I’m very deep into the rock music of post-Soviet countries, because I love rock. When I planned to come to Oberlin, I discovered that you have a series of events which are related to the October Revolution anniversary. I asked … Professor Ian MacMillin how I could be useful and what I could do for this series of events, and we came to the idea that it could be interesting to analyze [whether] there are any romantic notions in modern rock music of post-Soviet countries. I started to research, because I never thought about it, and I discovered that it’s very, very funny and interesting. It’s a paradox. [During the] Soviet Union, rock music was … a crime. You could get [into] a lot of problems if you were playing rock music, or even listening to it. Rock musicians in Soviet times — they were in front of [the] struggle. They were an avant-garde of democracratic forces and a democratic style of thinking. They were a hope of all liberal people. But right after the Soviet Union fell, a lot of bands turned 180 degrees and started to glorify communism and sing about nostalgia of Soviet times … I analyzed why it happened, and why these bands [are] doing this.

And I discovered that there are a few reasons why people have romantic notions, and a few reasons why rock bands

have romantic notions and they glorify communism still. Some [of them] do it because of nostalgia; some [of them] do it because they are really disappointed in a democracy and free market; some [of them] do it because they just love the aesthetics of revolution and communism.

Is there anything else that you would like to add?

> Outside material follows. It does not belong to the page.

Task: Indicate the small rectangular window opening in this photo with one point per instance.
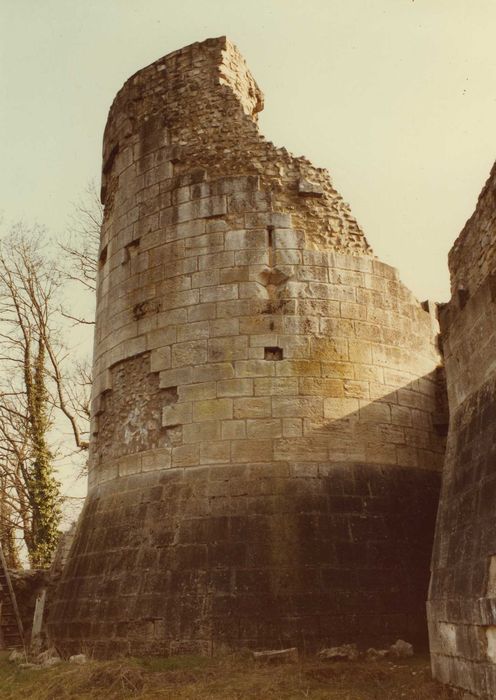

I consider [that today’s talk] will be a little bit specific, because it’s interesting only for people who are interested in music. But my lecture on Tuesday could be really interesting for everybody. I already [gave] it at Columbia University two weeks ago … and my lecture is about what is happening right now in Uzbekistan, because nobody outside of Uzbekistan really understands what is happening. As I told you, this is a unique situation where a dictatorship was replaced by a very liberal government without any violence. It’s never happened in any post-Soviet country, and I don’t think it ever happened anywhere else [except] maybe in Czechoslovakia in the late ’80s. … At Columbia University, we even had people from the U.S. [State Department] who came to listen to me and they told me “thank you … because we don’t understand what is happening right now in Uzbekistan, and it was really interesting for us to find out.” On Tuesday, I will give you all the chronology of how it happened, and I think it will be really interesting for people who are interested in politics. … I believe that in the United States, especially in the government, there is a strong idea that dictatorships or non-democratic regimes can be replaced only with violence, and we see how you do it across the world. But I will give you a nice example of how the United States completely failed in Central Asia, especially in our country … they have no influence at all. But … we converted to democracy and a very liberal government [anyway].